The team struggled to build a model, something like two fused geodesic domes. Smalley worked first on a computer but got nowhere. Heath tried making the shape with gumdrops and toothpicks but failed. Smalley resorted to cutting out hexagons from a legal pad, trying to assemble a sphere from them. Still no luck. But after a post-midnight beer, he remembered geodesic domes can contain pentagons as well as hexagons. Finally, success. Twenty hexagons and 12 pentagons made a 60-atom sphere-a carbon soccer ball. The team dubbed it "buckminsterfullerene," after the polymath architect who created the geodesic dome.

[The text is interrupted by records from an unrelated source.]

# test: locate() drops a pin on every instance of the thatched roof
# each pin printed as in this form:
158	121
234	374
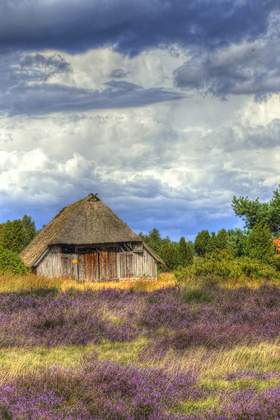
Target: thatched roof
86	222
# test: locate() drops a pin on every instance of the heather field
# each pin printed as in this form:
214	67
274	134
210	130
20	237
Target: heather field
139	350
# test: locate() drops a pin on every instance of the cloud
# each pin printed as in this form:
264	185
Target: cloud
245	68
26	89
153	169
129	25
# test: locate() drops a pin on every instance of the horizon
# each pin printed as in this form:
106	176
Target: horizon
167	109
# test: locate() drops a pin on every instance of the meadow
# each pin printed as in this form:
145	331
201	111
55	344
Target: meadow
139	350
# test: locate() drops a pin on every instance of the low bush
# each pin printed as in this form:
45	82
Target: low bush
223	266
10	262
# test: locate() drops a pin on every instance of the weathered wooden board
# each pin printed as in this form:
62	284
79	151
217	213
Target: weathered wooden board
97	264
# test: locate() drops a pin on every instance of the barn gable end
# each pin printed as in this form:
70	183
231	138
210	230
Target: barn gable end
86	241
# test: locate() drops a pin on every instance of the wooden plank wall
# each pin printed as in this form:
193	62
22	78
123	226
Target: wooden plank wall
101	265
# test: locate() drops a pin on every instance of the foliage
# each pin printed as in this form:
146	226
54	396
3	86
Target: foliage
223	266
10	263
201	243
185	252
260	243
174	254
237	242
254	212
196	351
16	234
101	390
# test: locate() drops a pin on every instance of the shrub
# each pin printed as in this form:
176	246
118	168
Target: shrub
10	262
222	266
195	295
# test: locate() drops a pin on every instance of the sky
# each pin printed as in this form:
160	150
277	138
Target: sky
165	108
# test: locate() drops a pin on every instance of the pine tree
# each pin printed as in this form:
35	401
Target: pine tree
201	243
185	253
259	243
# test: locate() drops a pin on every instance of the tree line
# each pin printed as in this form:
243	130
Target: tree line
261	225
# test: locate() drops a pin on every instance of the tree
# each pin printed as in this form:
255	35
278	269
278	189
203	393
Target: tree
16	234
260	244
10	262
201	243
185	252
29	229
255	212
170	254
237	240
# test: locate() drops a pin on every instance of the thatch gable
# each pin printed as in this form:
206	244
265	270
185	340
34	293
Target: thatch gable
85	222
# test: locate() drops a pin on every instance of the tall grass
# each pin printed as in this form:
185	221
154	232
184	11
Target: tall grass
31	282
208	349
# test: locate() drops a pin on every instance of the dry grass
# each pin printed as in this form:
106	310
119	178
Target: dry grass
31	282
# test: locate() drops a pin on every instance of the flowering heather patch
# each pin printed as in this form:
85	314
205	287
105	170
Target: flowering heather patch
251	405
147	346
98	390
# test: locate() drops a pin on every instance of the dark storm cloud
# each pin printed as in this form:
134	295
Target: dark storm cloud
246	68
129	25
24	91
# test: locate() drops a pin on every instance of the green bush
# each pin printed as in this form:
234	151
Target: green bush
222	267
10	262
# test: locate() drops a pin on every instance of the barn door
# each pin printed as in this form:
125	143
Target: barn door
70	266
126	265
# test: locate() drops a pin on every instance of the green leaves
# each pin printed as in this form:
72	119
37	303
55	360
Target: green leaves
10	262
16	234
254	212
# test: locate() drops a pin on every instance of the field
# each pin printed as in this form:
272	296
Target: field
138	350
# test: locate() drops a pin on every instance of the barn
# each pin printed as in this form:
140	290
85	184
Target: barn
86	241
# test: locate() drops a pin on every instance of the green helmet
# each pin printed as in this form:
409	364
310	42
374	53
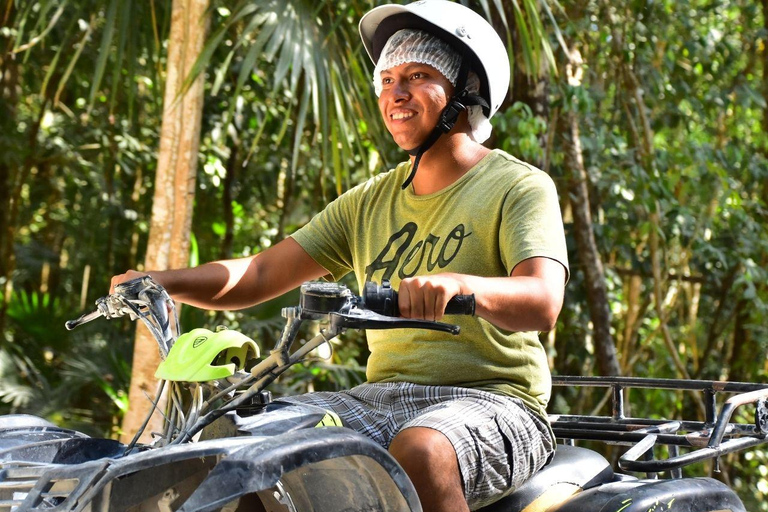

On September 11, a day before they submitted their findings to the journal Nature, O'Brien, Smalley, Curl, Kroto and Heath posed for a photo with a pair of "buckyball" models and a soccer ball. When the paper ran in November, chemists, physicists and materials scientists were intrigued by the newly discovered form of carbon. The field got another big boost in 1991 when NEC researcher Sumio Iijima discovered an important chemical cousin-the first nanotube. Researchers have used these buckytubes to create tiny experimental diodes, metal-filled "nanowires" and even a flat-screen display with a picture as sharp as conventional television's. The discovery that kicked it all off won Smalley, Curl and Kroto a 1996 Nobel Prize and opened the door to advances in fields ranging from medicine to computing, batteries to building materials.